Home » Articoli & News » Luxuria: Non voterei Grillo, è omofobo

Luxuria: Non voterei Grillo, è omofobo

Fonte: gay.it

“Disse di me che Rifondazione candidava un travestito”, ricorda l’ex parlamentare ai microfoni di Radio2. E in provincia una candidata del Movimento 5 Stelle dice “no” al registro delle unioni civili.

 

Non è la prima volta che Beppe Grillo e il suo Movimento 5 Stelle dimostrano, per così dire, poca sensibilità nei confronti della comunità lgbt. Proprio oggi, Vladimir Luxuria, ospite del programma di Radio2 “Un Giorno da Pecora”, ha raccontato a Sabelli Fioretti e Lauro un episodio che certo non fa onore al comico genovese da qualche anno buttatosi in politica: Anzi, ne viene fuori proprio l’immagine di un Beppe Grillo omofobo. “Lei – le hanno chiesto – fu deputata con Rifondazione Comunista: oggi per chi voterebbe ora alle elezioni?”. “Voterei ancora per Nichi Vendola”, ha risposto l’ex co-conduttrice dell’ultima edizione de L’isola dei Famosi. “E Beppe Grillo, non le piace?”, incalzano i conduttori. “Di Grillo ricordo che quando si seppe della mia candidatura con Rifondazione Comunista – racconta – andai a vedere un suo spettacolo, durante il quale lui disse: Ma che fine faremo, ora che anche Rifondazione candida un travestito? Io ero lì e pensai: ecco, un altro omofobo pure qui”.

Vladimir Luxuria e
Clemente Mastella a
“un giorno da Pecora”

 

Sabelli Fioretti e Lauro insistono: “Quindi Beppe Grillo è omofobo?”. “Certo – conclude Luxuria – uno che accoglie la notizia che un partito candida una trans dicendo semplicemente che è un travestito, tanto friendly non è…“.
Ma non è solo il leader a far parlare di sé per le sue posizioni sui temi lgbt.
Con molti comuni nel bel mezzo della campagna elettorale per le amministrative, sono molti i candidati a sindaco a cui le associazioni lgbt chiedono di prendere posizione sui registri delle unioni civili.
E’ successo anche ad Arese, in provincia di Milano. In un confronto tra tutti i candidati a sindaco sono state rivolte loro una serie di domande mirate a comprendere i diversi programmi. Alla domanda “E’ favorevole all’apertura del registro delle unioni di fatto?” hanno risposto “no” non solo, come era prevedibile, i candidati di destra e di centrodestra, ma anche Laura Antimiani, la candidata del Movimento 5 Stelle. Unico favorevole, il candidato del centrosinistra.
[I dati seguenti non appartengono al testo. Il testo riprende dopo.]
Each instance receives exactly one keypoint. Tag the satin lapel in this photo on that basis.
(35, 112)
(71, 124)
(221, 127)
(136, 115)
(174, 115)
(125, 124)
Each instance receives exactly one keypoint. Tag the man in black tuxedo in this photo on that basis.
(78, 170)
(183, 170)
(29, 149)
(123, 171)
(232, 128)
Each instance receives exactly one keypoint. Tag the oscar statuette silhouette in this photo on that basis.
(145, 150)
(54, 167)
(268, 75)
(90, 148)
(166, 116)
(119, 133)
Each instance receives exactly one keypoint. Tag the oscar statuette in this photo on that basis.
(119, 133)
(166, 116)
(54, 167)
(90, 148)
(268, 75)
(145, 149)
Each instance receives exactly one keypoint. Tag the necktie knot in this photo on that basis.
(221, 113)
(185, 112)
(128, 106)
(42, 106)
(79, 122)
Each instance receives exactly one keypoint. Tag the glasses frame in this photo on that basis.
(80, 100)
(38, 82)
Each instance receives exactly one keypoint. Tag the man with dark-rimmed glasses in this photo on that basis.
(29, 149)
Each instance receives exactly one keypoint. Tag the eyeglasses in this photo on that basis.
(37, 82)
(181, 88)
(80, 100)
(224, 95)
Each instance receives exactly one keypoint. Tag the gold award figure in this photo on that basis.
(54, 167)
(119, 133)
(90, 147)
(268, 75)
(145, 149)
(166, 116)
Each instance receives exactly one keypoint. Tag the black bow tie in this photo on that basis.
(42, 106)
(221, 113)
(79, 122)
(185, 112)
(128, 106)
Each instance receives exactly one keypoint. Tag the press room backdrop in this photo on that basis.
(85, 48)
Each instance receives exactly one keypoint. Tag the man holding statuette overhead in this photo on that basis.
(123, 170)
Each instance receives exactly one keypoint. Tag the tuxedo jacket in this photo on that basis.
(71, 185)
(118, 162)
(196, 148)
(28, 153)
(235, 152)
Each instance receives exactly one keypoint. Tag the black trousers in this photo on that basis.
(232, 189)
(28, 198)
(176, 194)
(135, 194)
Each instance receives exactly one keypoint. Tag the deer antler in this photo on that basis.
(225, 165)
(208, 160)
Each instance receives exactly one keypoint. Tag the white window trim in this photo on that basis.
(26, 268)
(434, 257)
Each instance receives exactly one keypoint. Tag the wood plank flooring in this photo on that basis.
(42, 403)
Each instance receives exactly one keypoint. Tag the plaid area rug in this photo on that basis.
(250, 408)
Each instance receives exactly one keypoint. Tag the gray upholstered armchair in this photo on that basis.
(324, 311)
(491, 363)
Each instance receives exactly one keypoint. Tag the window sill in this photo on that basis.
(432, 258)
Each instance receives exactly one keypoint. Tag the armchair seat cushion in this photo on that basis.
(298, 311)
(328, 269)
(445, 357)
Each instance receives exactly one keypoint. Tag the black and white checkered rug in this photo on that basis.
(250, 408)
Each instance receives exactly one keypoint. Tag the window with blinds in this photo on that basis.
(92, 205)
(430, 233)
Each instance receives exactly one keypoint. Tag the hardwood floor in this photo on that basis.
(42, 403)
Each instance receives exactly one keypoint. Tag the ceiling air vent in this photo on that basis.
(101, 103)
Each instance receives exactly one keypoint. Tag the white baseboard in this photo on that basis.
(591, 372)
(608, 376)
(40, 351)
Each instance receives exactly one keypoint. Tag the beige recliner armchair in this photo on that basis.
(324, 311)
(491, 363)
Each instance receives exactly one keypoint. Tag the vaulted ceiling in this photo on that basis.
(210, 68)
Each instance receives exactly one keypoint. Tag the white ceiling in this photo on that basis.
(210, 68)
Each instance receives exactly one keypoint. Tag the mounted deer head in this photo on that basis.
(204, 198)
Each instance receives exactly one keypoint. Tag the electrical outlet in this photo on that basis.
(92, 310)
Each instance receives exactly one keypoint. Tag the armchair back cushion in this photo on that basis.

Ma sono solo gli ultimi episodi di questo tenore. In molti ricorderanno, infatti, che nel comizio di chiusura della scorsa tornata delle amministrative, dal palco di piazza Maggiore a Bologna, Beppe Grillo in persona si era rivolto a Nichi Vendola con un “At salut, buson!” che tradotto dal dialetto genovese significa “Ti saluto, culattone!”. L’uscita del comico scatenò, allora, non poche polemiche e reazioni da parte della comunità lgbt.